One solution to it from mid-1990s was sealed reactors that are refueled by sending them back to manufacturer, fitting on single railway car. Combined with being rather hard to extract the material due to coolant used (liquid metal solidifying when shut down or leaking) and various anti-proliferation poisons used, it makes a pretty good solution.
Keep in mind, most of the reactors we are used to are basically 1960s designs. Part of the appeal of building new reactors is that they are so much more efficient that they can actually burn up more of the spent fuel than they themselves create.
Some of the designs are not made to be refueled. In those the fuel gets loaded in at the factory and sealed up. Though in that case they are loaded up with quite a large amount of fuel (like a couple tons of plutonium for a ~30y lifespan)
In such designs you really would only need high security at the factory as stealing fuel from a reactor that is not meant to be opened (you would have to cut into it) and that is on without someone noticing is really really hard.

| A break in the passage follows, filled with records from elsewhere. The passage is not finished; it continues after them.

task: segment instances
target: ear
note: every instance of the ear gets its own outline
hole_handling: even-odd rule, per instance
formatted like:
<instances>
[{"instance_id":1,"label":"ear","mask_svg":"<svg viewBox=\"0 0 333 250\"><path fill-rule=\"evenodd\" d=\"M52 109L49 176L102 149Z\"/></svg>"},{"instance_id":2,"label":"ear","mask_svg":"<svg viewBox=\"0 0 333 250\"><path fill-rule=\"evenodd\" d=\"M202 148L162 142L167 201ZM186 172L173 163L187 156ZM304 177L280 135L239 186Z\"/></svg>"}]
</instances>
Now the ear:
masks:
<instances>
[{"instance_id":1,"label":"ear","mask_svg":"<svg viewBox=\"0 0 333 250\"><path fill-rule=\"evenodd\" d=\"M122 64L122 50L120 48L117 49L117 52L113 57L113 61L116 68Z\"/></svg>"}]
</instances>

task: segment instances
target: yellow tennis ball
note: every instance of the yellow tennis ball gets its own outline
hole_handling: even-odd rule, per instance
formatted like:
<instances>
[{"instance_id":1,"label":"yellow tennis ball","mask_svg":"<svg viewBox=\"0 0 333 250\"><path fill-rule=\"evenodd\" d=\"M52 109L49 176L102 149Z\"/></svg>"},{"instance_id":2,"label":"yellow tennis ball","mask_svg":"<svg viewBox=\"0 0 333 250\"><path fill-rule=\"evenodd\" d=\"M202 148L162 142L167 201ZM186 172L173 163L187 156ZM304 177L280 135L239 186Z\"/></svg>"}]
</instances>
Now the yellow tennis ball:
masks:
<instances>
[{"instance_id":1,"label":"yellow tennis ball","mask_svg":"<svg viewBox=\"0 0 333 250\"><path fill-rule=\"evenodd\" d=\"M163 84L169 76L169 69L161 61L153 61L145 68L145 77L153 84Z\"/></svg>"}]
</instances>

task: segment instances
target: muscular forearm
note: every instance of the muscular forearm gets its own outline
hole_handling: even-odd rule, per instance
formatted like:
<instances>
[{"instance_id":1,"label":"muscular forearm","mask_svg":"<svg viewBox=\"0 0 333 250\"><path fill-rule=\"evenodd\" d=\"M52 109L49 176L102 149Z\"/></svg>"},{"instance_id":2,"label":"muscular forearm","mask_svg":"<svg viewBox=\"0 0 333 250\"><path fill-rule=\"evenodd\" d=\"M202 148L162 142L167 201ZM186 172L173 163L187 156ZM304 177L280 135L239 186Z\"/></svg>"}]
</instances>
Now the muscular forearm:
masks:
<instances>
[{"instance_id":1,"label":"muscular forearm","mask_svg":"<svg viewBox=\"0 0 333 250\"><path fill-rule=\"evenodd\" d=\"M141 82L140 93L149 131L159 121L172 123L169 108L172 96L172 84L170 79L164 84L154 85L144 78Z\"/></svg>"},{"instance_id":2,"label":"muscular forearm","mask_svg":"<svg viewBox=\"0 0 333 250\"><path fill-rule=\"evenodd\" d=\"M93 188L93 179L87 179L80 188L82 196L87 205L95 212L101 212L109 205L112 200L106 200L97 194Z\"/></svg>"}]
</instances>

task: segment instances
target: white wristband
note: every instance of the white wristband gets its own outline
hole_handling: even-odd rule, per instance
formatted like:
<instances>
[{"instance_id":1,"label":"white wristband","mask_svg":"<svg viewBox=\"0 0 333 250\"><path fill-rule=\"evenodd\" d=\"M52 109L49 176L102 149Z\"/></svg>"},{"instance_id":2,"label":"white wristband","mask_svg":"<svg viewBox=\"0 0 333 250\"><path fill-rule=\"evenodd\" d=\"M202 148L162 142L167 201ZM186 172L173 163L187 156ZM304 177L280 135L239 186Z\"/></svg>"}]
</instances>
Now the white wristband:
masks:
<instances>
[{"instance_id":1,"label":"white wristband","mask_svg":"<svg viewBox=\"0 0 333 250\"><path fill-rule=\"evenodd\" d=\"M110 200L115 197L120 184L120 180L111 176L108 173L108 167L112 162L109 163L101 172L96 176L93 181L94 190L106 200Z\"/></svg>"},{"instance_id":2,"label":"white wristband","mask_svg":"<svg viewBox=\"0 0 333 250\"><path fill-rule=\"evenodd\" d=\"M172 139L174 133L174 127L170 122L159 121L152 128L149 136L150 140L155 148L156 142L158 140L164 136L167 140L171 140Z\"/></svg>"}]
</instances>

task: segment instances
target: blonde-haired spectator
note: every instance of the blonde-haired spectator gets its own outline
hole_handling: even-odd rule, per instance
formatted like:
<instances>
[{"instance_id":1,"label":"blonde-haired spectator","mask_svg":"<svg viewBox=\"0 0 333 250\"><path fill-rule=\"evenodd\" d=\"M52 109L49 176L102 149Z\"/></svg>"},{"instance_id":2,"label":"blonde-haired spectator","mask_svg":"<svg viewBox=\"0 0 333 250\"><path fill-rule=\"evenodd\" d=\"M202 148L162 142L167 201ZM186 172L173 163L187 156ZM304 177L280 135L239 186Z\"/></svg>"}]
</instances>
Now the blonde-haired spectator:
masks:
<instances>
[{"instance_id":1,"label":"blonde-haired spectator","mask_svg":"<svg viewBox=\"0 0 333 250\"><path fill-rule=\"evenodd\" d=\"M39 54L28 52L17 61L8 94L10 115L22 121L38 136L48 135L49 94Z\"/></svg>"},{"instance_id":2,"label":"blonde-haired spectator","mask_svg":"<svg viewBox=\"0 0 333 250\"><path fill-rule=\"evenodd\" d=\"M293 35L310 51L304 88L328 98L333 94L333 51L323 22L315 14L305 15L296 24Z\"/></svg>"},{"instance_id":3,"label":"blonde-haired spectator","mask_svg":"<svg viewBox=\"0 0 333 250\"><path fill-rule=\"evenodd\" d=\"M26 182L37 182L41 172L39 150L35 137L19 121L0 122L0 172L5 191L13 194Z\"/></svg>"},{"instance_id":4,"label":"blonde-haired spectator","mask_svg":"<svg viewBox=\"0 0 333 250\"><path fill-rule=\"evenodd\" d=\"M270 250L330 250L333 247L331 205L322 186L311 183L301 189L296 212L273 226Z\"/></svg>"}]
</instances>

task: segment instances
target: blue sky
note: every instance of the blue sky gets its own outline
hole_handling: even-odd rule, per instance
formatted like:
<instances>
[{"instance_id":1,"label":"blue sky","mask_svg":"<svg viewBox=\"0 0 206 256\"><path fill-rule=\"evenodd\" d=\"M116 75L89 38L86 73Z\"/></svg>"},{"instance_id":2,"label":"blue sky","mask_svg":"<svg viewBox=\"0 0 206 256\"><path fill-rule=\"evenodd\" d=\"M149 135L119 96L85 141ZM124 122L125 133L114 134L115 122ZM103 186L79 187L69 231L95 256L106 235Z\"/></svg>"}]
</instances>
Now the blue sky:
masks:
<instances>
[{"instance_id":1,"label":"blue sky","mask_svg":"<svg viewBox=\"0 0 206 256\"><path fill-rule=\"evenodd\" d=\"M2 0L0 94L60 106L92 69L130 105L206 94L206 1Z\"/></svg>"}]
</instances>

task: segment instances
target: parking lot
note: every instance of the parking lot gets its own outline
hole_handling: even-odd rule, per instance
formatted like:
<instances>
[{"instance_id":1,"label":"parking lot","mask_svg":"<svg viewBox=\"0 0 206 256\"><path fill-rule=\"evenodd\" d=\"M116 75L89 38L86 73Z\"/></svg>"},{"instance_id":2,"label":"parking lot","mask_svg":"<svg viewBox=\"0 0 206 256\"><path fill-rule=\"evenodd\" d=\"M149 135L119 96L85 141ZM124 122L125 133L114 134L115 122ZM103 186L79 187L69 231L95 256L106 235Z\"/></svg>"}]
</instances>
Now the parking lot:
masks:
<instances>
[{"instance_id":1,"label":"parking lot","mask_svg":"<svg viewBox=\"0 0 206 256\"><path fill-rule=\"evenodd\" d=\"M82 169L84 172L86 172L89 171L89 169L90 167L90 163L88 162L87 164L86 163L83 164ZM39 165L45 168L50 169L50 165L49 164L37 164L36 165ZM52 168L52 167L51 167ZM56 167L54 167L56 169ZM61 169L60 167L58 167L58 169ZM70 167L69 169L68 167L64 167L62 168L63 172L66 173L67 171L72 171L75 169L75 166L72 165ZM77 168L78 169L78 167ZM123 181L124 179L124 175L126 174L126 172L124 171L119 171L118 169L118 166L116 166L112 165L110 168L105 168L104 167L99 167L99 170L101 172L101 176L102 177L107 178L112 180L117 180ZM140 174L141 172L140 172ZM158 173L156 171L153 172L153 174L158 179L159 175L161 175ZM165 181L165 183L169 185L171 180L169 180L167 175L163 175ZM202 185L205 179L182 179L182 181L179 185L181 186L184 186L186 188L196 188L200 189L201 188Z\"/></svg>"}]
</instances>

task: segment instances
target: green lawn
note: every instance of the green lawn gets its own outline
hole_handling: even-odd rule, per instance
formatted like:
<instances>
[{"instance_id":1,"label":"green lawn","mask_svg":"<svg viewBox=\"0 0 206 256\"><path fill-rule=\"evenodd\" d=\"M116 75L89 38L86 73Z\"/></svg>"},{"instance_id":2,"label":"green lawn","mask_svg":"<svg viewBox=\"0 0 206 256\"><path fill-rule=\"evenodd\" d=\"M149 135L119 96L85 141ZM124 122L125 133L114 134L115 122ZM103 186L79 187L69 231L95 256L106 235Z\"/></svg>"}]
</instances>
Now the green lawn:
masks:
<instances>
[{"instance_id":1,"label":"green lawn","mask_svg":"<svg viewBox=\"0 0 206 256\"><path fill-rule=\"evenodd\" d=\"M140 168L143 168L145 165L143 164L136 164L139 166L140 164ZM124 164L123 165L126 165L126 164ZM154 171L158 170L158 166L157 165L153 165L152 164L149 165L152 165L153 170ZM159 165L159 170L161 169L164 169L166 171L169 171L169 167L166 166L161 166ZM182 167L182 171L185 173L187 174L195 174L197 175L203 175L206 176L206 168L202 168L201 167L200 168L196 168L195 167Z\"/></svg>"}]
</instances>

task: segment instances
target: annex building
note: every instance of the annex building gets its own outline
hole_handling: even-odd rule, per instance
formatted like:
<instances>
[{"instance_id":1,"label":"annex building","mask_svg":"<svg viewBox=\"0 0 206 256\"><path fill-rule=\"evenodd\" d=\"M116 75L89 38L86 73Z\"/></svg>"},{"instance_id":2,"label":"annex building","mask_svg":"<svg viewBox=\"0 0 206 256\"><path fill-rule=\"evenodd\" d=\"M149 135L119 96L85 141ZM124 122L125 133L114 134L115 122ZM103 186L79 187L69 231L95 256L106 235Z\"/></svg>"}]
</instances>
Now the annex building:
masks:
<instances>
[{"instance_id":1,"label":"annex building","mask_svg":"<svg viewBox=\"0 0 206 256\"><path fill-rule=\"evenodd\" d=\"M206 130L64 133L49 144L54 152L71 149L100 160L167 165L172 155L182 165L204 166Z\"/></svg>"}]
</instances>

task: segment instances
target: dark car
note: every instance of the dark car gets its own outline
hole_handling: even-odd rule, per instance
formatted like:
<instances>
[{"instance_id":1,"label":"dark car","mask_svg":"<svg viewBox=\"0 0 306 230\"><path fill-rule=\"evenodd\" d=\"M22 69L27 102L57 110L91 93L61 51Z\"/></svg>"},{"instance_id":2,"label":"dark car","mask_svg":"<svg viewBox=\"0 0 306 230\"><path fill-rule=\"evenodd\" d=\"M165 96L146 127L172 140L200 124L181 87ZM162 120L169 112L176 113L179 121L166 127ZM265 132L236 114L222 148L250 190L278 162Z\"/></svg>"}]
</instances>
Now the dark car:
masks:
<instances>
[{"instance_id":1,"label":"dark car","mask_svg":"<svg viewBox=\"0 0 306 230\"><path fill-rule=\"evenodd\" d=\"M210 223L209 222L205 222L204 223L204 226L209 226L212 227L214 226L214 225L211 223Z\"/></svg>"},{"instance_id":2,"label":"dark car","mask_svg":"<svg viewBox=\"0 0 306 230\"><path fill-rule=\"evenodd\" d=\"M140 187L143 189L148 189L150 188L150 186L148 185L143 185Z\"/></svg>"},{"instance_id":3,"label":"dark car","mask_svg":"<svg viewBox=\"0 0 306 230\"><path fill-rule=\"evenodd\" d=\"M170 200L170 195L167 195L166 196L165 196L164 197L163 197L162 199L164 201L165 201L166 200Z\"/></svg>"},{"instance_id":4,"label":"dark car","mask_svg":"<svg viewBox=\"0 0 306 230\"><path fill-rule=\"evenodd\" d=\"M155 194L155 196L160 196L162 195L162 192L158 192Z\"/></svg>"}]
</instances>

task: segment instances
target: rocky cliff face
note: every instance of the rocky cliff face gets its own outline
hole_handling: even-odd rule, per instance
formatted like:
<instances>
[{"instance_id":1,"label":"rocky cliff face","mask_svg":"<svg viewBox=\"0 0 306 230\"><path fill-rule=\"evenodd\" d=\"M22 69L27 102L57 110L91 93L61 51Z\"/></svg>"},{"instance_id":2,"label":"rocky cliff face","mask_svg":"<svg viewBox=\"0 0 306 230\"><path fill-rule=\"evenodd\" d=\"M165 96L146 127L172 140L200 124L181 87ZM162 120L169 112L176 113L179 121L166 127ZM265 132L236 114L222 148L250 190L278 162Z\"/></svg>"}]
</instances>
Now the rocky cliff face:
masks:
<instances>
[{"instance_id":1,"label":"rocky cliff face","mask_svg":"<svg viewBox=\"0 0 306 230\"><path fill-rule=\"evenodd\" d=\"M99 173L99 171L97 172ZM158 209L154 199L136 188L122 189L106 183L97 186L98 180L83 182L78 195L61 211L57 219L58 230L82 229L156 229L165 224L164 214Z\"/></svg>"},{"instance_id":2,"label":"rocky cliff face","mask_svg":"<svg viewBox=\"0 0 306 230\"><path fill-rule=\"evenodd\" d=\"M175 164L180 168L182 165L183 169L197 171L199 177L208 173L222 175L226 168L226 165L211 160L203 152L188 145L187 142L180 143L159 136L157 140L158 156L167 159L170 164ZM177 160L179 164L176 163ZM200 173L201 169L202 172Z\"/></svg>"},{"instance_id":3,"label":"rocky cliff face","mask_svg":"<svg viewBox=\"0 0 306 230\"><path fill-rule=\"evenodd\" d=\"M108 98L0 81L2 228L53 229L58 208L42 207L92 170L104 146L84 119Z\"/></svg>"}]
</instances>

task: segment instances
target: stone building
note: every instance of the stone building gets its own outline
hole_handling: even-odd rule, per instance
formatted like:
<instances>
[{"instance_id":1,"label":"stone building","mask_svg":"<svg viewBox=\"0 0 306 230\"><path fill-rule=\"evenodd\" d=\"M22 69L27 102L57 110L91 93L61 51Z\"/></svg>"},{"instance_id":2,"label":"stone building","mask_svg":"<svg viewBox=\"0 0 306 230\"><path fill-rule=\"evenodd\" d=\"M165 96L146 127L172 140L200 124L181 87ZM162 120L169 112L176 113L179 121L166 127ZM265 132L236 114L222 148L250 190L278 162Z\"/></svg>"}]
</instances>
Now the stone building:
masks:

edit: Would also like to add that such designs are not actively being pursued anymore. The tradeoffs just are not worth it. We know how to securely transport fuel around so that is not that big of an issue really.
Your article also mentions the solution to the fuel problem: Not throwing away almost all the energy, but instead using breeder reactors to extract it.
Although I agree that modern nuclear reactors are extremely safe, I'd hardly say that the problem is 'solved'. They still don't use the fuel efficiently comparatively to what could be done with eg. breeder reactors, and the solution to the waste problem is still 'bury them'. Separating the nuclear waste by isotopes is a very complex and costly process, and even once it's done it doesn't necessarily follow that what is obtained can be used as fuel or for medicine. It depends on the reactor you use, or the kind of medical imaging you need to do.
Research is still ongoing in nuclear (fission) technology.
The big problem with recycling spent nuclear fuel is that the required reprocessing is much worse in terms of safety than the nuclear power plants themselves. Lots of lovely, toxic, highly radioactive solutions which are practically iching to go prompt critical and ruin everyone's day. I think the only reprocessing program which managed not to be a safety train wreck is France's, and I half-suspect they might have just been better at covering up because it's so unusual (and in keeping with other aspects of their nuclear program).
Add “reprocess nuclear fuel rods”. Even once expended and removed from reactors there’s a lot of life left in fuel rods and reprocessing reduces the amount of waste that has to be stored long term.
They've given up on fast reactors. Reprocessing with thermal reactors doesn't actually solve the problem, as MOX fuel cannot then be further reprocessed and used in thermal reactors again. You still end up with all the fission products, and now the higher actinides from spent MOX, to deal with.
Having said that, dry casks are a perfectly cromulent way to deal with spent fuel.
Is that not only an issue when a plant is permanently decommissioned? That seems like a fairly easy problem to solve as well: Bury it like you would any other nuclear waste that can't be reprocessed; or melt the steel down and use it in a new reactor.
Yucca mountain is the wrong solution. We can reprocess nuclear fuel waste easily already, reducing this issue by quite a lot. As a policy issue the United States does not, so you end up with much more “spent fuel” than necessary.
Radioactive byproducts (steel and such) are a bigger issue, but hopefully you only see a lot of that when you are actively decommissioning a plant.
It's not that hard conceptually to deal with. Ideally you reprocess it into more fuel. Worst case you store it on-site in casks, or bury it somewhere geologically stable.
Follow the link in the Wikipedia page to the article on reprocessing. It solves both of the issues you raise: it greatly extends the time the fuel lasts, and it greatly shortens the time that the remaining waste is dangerous. The only reason this was even an issue in the US (it isn't in other nuclear-using countries) is that the Carter administration banned reprocessing because of misplaced concerns about proliferation. In March 1999 the Clinton administration finally reversed that position (probably because it was obvious by then that reprocessing didn't increase proliferation risk--every other nuclear-using country has reprocessed its fuel from the beginning and there have been no incidents). So we can just take all the stuff that was supposed to be stored in Yucca Mountain for 10,000 years and reprocess it instead. Problem solved.